Jolande is 24 jaar en afgestudeerd aan de Academische Pabo, gericht op getraumatiseerde weeskinderen in Nederland. Vier jaar geleden deed ze vrijwilligerswerk voor een community project voor straatkinderen in Oeganda. Ze realiseerde zich te laat dat het niet goed is een sterke band op te bouwen met de kinderen daar.
‘Ik raakte snel betrokken bij de kinderen van het straatproject. Ze zijn kwetsbaar en aandoenlijk en dat doet iets met je. Je wilt echt iets voor die kinderen betekenen. Maar ik kwam net van de middelbare school, wat wist ik nu helemaal? En wat ga ik doen? Veel tijd om hierover na te denken had ik niet, want de kinderen werden bijna letterlijk in mijn schoot geworpen. Het was me snel duidelijk dat de vaste verzorgers weinig steun boden aan de kinderen.

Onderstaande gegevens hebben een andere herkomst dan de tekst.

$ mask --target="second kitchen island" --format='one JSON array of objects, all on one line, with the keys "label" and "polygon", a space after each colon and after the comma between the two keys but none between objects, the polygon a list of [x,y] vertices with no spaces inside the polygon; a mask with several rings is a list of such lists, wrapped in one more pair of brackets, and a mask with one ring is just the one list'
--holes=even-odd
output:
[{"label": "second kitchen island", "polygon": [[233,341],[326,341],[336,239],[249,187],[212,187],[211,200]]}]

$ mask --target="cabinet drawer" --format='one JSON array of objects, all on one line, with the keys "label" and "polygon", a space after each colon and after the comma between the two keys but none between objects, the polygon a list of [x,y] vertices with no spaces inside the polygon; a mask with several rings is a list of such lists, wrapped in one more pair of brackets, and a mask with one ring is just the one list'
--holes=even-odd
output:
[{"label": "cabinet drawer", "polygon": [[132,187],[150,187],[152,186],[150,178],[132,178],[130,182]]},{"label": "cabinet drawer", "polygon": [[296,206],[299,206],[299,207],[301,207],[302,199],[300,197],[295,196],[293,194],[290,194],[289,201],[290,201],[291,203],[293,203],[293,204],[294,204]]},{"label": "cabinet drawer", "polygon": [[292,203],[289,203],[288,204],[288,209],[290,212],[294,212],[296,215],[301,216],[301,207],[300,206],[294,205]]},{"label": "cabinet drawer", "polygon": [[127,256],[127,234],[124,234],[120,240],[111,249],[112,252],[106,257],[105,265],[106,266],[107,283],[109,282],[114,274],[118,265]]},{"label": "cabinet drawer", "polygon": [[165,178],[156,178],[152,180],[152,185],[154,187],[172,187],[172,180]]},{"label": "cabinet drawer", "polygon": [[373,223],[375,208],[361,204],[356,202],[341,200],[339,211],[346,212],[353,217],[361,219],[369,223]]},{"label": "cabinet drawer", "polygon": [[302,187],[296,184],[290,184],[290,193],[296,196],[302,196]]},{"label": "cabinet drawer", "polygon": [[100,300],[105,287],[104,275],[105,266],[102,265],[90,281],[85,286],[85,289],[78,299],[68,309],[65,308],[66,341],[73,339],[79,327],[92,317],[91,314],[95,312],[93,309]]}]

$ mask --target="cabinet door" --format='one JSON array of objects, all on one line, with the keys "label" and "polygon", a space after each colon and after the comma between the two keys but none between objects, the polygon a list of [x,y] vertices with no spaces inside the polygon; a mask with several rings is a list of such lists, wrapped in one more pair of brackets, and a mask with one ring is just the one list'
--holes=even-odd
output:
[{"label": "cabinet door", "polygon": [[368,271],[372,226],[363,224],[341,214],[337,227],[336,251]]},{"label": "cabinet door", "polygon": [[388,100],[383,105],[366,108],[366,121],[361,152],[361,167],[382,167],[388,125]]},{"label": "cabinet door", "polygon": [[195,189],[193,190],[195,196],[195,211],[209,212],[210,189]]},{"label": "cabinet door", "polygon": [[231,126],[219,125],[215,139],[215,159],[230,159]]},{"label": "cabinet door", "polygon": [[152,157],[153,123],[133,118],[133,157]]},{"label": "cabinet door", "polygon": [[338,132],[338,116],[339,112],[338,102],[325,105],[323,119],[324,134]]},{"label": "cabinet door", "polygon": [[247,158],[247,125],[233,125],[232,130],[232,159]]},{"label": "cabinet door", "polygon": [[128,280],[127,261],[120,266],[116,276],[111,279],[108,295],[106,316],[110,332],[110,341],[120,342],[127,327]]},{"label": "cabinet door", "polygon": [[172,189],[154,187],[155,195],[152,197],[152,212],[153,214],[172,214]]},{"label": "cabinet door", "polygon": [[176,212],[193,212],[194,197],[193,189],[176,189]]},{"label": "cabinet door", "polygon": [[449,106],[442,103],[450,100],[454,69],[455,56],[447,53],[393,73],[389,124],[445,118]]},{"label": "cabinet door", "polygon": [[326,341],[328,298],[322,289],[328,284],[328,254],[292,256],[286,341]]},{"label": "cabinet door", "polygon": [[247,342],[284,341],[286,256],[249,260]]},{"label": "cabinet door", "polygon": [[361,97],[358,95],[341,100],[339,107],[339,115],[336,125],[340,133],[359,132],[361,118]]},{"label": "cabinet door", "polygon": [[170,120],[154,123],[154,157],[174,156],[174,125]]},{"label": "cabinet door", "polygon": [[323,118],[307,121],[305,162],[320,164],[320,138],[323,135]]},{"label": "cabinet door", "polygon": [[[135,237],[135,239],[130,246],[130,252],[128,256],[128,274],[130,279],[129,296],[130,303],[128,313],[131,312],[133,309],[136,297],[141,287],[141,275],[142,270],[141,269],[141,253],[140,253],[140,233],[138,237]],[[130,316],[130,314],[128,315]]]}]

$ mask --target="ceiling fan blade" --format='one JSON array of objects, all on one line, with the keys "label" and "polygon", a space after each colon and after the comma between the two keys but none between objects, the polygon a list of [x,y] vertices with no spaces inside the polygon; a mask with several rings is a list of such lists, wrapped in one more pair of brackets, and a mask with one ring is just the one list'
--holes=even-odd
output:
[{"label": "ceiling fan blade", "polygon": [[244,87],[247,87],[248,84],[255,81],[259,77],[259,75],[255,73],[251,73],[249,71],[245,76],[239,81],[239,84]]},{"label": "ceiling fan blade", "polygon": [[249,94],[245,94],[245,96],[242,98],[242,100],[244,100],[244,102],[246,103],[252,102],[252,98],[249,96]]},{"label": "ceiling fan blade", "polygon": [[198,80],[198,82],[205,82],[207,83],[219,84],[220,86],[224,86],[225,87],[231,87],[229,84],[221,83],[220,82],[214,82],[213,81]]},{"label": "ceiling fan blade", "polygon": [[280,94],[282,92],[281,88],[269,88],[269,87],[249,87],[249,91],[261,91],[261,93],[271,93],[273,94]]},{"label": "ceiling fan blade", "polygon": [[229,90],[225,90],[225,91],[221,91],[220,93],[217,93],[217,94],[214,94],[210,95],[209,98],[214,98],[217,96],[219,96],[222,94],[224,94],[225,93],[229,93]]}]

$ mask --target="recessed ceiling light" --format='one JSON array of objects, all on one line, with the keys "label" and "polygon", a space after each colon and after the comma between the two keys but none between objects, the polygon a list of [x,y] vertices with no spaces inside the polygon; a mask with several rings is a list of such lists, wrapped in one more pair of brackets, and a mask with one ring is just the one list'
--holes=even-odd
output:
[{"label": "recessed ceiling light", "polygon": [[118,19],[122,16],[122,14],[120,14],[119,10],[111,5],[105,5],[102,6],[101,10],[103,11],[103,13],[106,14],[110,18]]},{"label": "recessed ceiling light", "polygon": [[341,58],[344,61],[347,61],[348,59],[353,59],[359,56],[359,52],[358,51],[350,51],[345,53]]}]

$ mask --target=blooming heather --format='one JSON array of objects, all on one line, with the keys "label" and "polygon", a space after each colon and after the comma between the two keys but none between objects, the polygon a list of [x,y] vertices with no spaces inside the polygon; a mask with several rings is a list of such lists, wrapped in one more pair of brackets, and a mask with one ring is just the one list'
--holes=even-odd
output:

Zonder dat je er erg in hebt bouw je een band op met de kinderen, maar je vergeet dat je daarna weer weggaat. Dit schaadt het vertrouwen van een kind en is slecht voor hun hechtingsproces. Kinderen hebben vaste verzorgers nodig. Dat biedt veiligheid en zelfvertrouwen en dus een kans op een gezonde toekomst. Opgroeien in een weeshuis is dus niet goed voor een kind en dat komt deels door de aanwezigheid van tijdelijke verzorgers. Ik hoop dat er steeds meer vrijwilligers zich hier bewust van worden.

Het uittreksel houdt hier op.